Pubblicato da il 06/06/2012 in conto corrente -

L’offerta di conti correnti presente oggi sul mercato è, come tutti sappiamo, piuttosto ampia, adatta alle esigenze di risparmio più diverse.

Ciò che forse non tutti sanno, è che tale offerta include anche conti pensati appositamente per gli amministratori chiamati a gestire le spese condominiali.

L’intestatario di questo tipo di conto corrente deve essere la persona incaricata di tenere il registro di bilancio dello stabile, ovvero l’amministratore condominiale stesso.

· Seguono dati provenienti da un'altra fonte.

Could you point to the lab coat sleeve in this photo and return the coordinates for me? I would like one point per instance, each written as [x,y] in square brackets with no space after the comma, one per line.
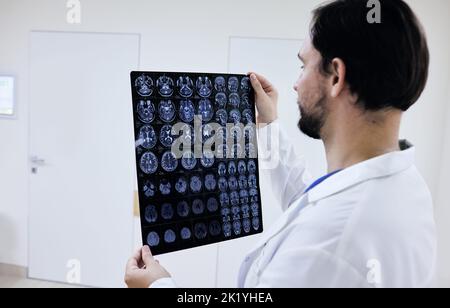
[164,283]
[310,268]
[280,165]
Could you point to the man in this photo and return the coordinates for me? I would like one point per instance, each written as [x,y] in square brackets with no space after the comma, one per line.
[369,222]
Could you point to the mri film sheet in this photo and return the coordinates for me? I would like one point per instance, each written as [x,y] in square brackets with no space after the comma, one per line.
[196,158]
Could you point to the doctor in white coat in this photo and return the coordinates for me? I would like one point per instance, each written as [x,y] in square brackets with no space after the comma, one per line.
[369,222]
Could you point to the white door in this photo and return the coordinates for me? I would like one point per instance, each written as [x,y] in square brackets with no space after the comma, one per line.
[82,157]
[277,60]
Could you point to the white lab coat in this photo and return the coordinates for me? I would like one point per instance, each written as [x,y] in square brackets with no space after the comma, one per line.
[371,225]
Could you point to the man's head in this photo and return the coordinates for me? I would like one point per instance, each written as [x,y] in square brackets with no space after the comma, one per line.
[370,67]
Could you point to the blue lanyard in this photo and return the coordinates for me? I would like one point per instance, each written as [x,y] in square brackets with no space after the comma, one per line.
[317,182]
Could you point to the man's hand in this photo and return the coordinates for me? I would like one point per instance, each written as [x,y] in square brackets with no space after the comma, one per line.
[143,270]
[266,97]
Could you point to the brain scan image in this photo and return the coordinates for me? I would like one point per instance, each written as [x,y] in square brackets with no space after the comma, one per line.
[149,163]
[167,211]
[204,86]
[196,184]
[221,100]
[215,229]
[165,86]
[210,182]
[185,233]
[165,137]
[169,162]
[151,214]
[183,209]
[170,236]
[198,207]
[235,100]
[185,86]
[146,111]
[233,84]
[144,85]
[153,239]
[220,84]
[166,111]
[149,189]
[188,161]
[165,187]
[187,111]
[198,180]
[181,185]
[147,137]
[206,110]
[200,231]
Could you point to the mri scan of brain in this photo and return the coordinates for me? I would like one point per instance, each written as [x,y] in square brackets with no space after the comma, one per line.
[144,85]
[185,233]
[169,162]
[170,237]
[166,111]
[200,231]
[221,100]
[185,86]
[233,84]
[149,163]
[222,169]
[165,187]
[246,84]
[198,207]
[149,189]
[205,110]
[153,239]
[220,84]
[222,117]
[196,184]
[207,159]
[247,225]
[237,227]
[165,136]
[210,182]
[151,214]
[251,167]
[147,137]
[212,205]
[215,229]
[235,100]
[165,86]
[247,116]
[235,116]
[227,229]
[183,209]
[181,185]
[204,86]
[187,111]
[146,111]
[233,183]
[223,184]
[167,211]
[188,161]
[224,199]
[232,168]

Una sentenza della Corte di Cassazione ha stabilito che, per aprire un conto corrente di condominio, l’amministratore non è tenuto a richiede alcuna autorizzazione all’assemblea, e ciò per i seguenti motivi:

  • evitare che possa nascere confusione tra il proprio patrimonio personale ed i versamenti dei diversi condomini per le spesi comuni;
  • garantire la trasparenza delle transazioni, offrendo a ciascun inquilino la possibilità di verificare in qualunque momento la destinazione dei propri esborsi;
  • tutelare la sicurezza amministratore sul piano fiscale in quanto, utilizzando un conto corrente a lui intestato anche per le spese del condominio, dovrebbe certificare la riferibilità di ogni movimento per soddisfare le norme anti evasione;
  • rispettare il decreto legge Salva Italia del dicembre scorso, per la parte relativa ai trasferimenti di denaro oltre i 1.000 euro. In base a tale decreto, l’apertura del conto corrente per il condominio è dovuta se le operazioni contabili superano, appunto, tale cifra.